Vodacom ⫶ Maintained strong Group SR momentum
Note: Organic growth rates include Egypt in all periods
Vodacom’s service revenue grew by 8.8%* (Q2: 9.0%*), with growth in South Africa, Egypt, and Vodacom’s international markets.
In South Africa, service revenue growth was supported by the Consumer mobile contract segment, which benefited from a price increase in the first quarter, and good fixed line growth in Consumer and Business. The lower growth in Q3 was due to a strong prior year comparative, reflecting an acceleration in customer data usage during widespread power outages. We added 58,000 contract customers in the quarter, and now have a total base of 6.8 million. We added 2.9 million mobile prepaid customers in the quarter, supported by our Big Data led customer value management capabilities which offer personalised bundles to customers. Financial services revenue grew by 3.9%*, driven by good demand for our insurance services. Our ‘VodaPay’ super-app continued to gain traction with 4.8 million registered users.
In Egypt, service revenue continued to grow strongly in the high inflationary environment, reflecting good customer base growth, increased data usage and good demand for our financial services product, ‘Vodafone Cash’, which now has 7.5 million active users. During the quarter, we added 123,000 mobile contract customers and 607,000 mobile prepaid customers, and we now have 47.8 million customers.
In Vodacom’s international markets, service revenue growth was supported by a higher customer base, and strong M-Pesa and data revenue growth. The reacceleration in quarterly trends was largely driven by the DRC, which is benefitting from accelerated network investment. M-Pesa revenue continued to grow strongly and now represents 27.4% of service revenue. Our mobile customer base now stands at 53.7 million and 62.3% of active customers use our data services.
Turkey
Service revenue growth in Turkey was driven by continued customer base management and ongoing repricing actions to reflect the high inflationary environment. Despite a material devaluation in the currency, service revenue also grew in euro terms during the quarter. We maintained our good commercial momentum, adding 352,000 mobile contract customers during the quarter, including migrations from prepaid customers.

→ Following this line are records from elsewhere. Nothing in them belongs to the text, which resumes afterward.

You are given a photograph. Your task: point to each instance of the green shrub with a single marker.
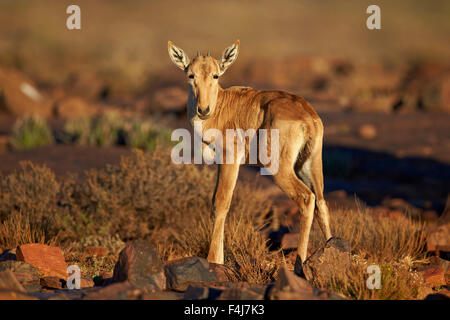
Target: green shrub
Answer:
(31, 132)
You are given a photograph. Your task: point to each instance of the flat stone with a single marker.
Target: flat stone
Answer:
(180, 272)
(334, 258)
(9, 282)
(49, 260)
(140, 265)
(51, 282)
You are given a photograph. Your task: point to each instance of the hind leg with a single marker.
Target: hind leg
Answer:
(312, 174)
(305, 199)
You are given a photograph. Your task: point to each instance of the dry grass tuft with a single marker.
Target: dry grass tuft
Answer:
(395, 246)
(149, 197)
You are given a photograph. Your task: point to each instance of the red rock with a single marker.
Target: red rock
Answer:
(51, 282)
(140, 265)
(86, 283)
(289, 286)
(9, 282)
(95, 251)
(49, 260)
(367, 131)
(429, 216)
(336, 252)
(15, 295)
(433, 275)
(438, 238)
(117, 291)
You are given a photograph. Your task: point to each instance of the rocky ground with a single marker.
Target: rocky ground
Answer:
(386, 146)
(36, 271)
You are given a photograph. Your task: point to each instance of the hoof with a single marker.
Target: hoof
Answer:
(298, 268)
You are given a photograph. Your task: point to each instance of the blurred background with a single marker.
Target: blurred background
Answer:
(78, 99)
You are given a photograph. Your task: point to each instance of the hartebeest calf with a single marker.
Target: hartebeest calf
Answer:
(300, 133)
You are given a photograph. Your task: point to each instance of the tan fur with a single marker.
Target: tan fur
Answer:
(300, 144)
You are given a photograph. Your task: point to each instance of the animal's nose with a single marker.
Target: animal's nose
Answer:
(203, 112)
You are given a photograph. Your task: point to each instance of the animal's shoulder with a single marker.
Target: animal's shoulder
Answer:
(240, 89)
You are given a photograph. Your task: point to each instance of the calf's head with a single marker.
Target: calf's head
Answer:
(203, 74)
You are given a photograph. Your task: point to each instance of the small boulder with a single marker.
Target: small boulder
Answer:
(49, 260)
(51, 282)
(192, 269)
(86, 282)
(289, 286)
(438, 237)
(253, 292)
(140, 265)
(434, 274)
(367, 131)
(26, 274)
(116, 291)
(9, 282)
(15, 295)
(334, 258)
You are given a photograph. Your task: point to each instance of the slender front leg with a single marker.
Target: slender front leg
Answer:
(226, 181)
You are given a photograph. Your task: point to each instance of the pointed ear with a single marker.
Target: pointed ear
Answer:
(178, 56)
(229, 55)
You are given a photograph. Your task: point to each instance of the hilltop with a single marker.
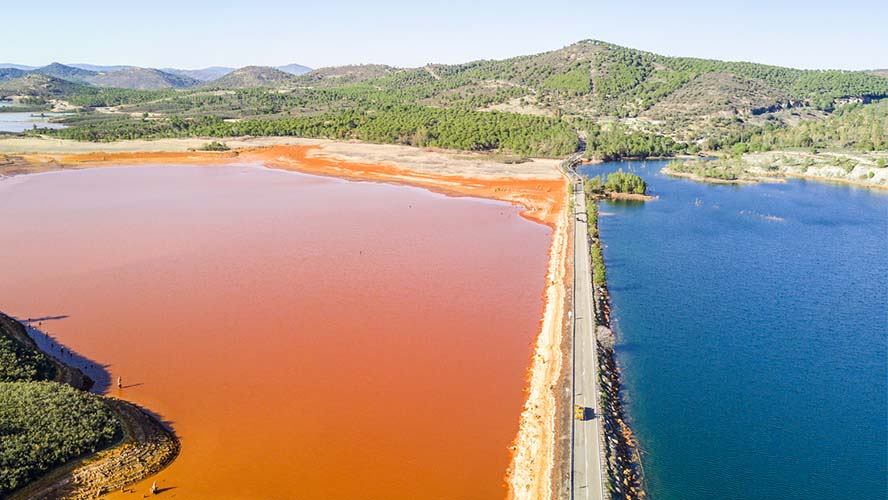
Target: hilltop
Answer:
(251, 76)
(39, 86)
(58, 70)
(142, 79)
(294, 69)
(203, 75)
(626, 102)
(11, 73)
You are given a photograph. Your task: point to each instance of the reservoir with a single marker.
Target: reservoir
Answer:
(306, 337)
(752, 325)
(21, 121)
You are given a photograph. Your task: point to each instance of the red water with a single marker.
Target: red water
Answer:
(306, 337)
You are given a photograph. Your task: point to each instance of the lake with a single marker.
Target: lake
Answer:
(306, 337)
(752, 326)
(20, 122)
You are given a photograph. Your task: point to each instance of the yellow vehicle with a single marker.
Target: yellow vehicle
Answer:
(579, 412)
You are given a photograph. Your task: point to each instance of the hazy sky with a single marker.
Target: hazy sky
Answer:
(190, 34)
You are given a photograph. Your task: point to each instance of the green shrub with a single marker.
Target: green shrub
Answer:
(44, 424)
(215, 146)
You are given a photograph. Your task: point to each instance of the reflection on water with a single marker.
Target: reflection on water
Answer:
(20, 122)
(756, 316)
(307, 337)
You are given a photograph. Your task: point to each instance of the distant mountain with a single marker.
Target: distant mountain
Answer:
(100, 69)
(341, 75)
(251, 76)
(204, 75)
(10, 73)
(294, 69)
(37, 85)
(142, 79)
(17, 66)
(59, 70)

Hyperinflationary accounting in Turkey
During the quarter, service revenue in Turkey increased by 90.4%* (Q2: 85.0%*) due to ongoing repricing actions to reflect inflation. Turkey was designated as a hyperinflationary economy on 1 April 2022 in line with IAS 29 ‘Financial Reporting in Hyperinflationary Economies’. Organic growth metrics exclude the impact of the hyperinflation adjustment in Turkey in the quarter.
Group service revenue growth excluding Turkey was 2.5%* (Q2: 2.8%*).